Former Prime Minister Naoto Kan told residents and activists near an ailing nuclear power plant in California on Tuesday how the Fukushima crisis altered his views on atomic power.

"Only a nuclear accident could displace 40 percent (of) the population. . . . I concluded that the only way to contain this risk was to create a society that does not rely on nuclear power," Kan told a symposium organized by Friends of the Earth, an environmental lobbying group.

In his first overseas public address on nuclear issues after stepping down as leader in September 2011, Kan stressed the importance of a global network for anti-nuclear activists and renewable energy advocates to share ideas and experiences.

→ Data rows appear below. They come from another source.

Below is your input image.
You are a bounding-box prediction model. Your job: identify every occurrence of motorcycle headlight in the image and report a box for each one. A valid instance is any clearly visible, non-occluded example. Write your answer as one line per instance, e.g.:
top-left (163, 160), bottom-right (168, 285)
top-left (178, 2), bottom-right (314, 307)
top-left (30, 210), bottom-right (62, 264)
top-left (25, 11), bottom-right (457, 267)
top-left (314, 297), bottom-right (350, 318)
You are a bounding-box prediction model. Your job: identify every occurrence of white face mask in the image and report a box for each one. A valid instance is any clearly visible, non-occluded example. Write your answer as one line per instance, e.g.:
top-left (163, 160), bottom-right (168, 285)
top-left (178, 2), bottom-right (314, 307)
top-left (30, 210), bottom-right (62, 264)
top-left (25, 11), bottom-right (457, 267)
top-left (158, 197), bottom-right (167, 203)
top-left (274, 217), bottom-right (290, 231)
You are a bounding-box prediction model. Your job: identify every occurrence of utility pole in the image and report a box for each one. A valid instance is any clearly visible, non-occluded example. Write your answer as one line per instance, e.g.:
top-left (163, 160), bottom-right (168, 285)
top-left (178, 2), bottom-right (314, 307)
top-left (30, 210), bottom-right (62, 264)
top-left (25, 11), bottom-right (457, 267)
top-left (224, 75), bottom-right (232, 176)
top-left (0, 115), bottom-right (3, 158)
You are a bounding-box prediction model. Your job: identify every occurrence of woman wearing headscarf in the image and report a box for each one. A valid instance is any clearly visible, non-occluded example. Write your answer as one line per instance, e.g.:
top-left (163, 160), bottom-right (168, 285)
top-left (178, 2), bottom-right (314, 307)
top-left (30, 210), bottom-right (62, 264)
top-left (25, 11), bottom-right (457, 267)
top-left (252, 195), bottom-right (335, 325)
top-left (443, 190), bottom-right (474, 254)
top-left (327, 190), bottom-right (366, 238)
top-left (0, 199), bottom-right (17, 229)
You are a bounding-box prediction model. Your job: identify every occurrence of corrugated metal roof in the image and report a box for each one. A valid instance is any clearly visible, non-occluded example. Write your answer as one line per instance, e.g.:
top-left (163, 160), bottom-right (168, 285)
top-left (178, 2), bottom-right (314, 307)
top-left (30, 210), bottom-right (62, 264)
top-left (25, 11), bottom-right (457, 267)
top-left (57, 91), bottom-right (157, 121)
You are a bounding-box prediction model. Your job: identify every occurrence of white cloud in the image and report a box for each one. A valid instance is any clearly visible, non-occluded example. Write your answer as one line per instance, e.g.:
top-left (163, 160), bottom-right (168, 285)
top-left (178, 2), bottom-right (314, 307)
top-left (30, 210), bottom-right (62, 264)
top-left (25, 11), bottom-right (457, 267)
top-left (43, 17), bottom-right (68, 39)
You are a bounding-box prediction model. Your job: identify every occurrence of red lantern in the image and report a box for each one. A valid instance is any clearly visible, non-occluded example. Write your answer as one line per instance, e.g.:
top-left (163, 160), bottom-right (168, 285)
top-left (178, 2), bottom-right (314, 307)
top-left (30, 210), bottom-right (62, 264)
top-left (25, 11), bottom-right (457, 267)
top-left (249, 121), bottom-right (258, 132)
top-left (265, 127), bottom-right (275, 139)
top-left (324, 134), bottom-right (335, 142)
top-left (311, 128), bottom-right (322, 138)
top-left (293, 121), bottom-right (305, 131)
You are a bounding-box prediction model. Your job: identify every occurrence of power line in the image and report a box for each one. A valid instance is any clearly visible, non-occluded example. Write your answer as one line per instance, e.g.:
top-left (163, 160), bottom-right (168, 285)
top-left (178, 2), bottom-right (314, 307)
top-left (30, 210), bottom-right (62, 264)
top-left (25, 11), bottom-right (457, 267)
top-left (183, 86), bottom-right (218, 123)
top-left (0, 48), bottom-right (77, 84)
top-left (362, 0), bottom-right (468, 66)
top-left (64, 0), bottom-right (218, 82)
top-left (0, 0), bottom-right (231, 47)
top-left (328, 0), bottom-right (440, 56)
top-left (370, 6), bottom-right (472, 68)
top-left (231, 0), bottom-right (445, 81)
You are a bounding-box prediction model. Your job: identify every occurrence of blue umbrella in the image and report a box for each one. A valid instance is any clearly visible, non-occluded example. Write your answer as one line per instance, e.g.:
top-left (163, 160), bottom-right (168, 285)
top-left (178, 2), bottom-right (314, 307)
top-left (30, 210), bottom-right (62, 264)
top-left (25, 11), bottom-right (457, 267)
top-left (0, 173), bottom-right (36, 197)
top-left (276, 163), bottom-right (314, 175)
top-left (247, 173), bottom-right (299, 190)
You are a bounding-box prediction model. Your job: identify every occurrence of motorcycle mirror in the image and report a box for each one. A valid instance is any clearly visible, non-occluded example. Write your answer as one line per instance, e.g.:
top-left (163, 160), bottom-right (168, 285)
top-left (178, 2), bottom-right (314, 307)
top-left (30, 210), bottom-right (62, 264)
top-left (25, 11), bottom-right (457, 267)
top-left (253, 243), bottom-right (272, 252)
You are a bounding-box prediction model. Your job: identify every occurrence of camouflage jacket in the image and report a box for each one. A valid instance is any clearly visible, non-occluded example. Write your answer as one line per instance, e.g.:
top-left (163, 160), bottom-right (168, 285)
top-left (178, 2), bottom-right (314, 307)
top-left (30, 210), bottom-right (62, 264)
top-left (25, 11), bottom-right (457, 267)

Kan, who was prime minister in March 2011 when the earthquake-and-tsunami triggered Fukushima nuclear crisis began, also said he was ashamed of his onetime role as an apologist for exporting Japanese nuclear technology to developing nations.

Former U.S. Nuclear Regulatory Commission Chairman Gregory Jaczko, retired nuclear industry executive Arnie Gunderson, and Peter Bradford, a law professor who worked for the NRC during the Three Mile Island accident in 1979, also offered their perspectives.

Jaczko said the accident showed that regulators' tendency to prepare for incidents based on the probability they would occur was insufficient to protect nuclear plants from major disasters.

Jackzo worried that four new U.S. reactors being built, in Georgia and South Carolina, will be started up before the NRC fully implements regulatory changes prompted by the Fukushima crisis.

San Diego County is home to the San Onofre Nuclear Generating Station, a two-reactor plant that has been offline since early 2012 when one of its new steam generators manufactured by Mitsubishi Heavy Industries Ltd. sprang a leak.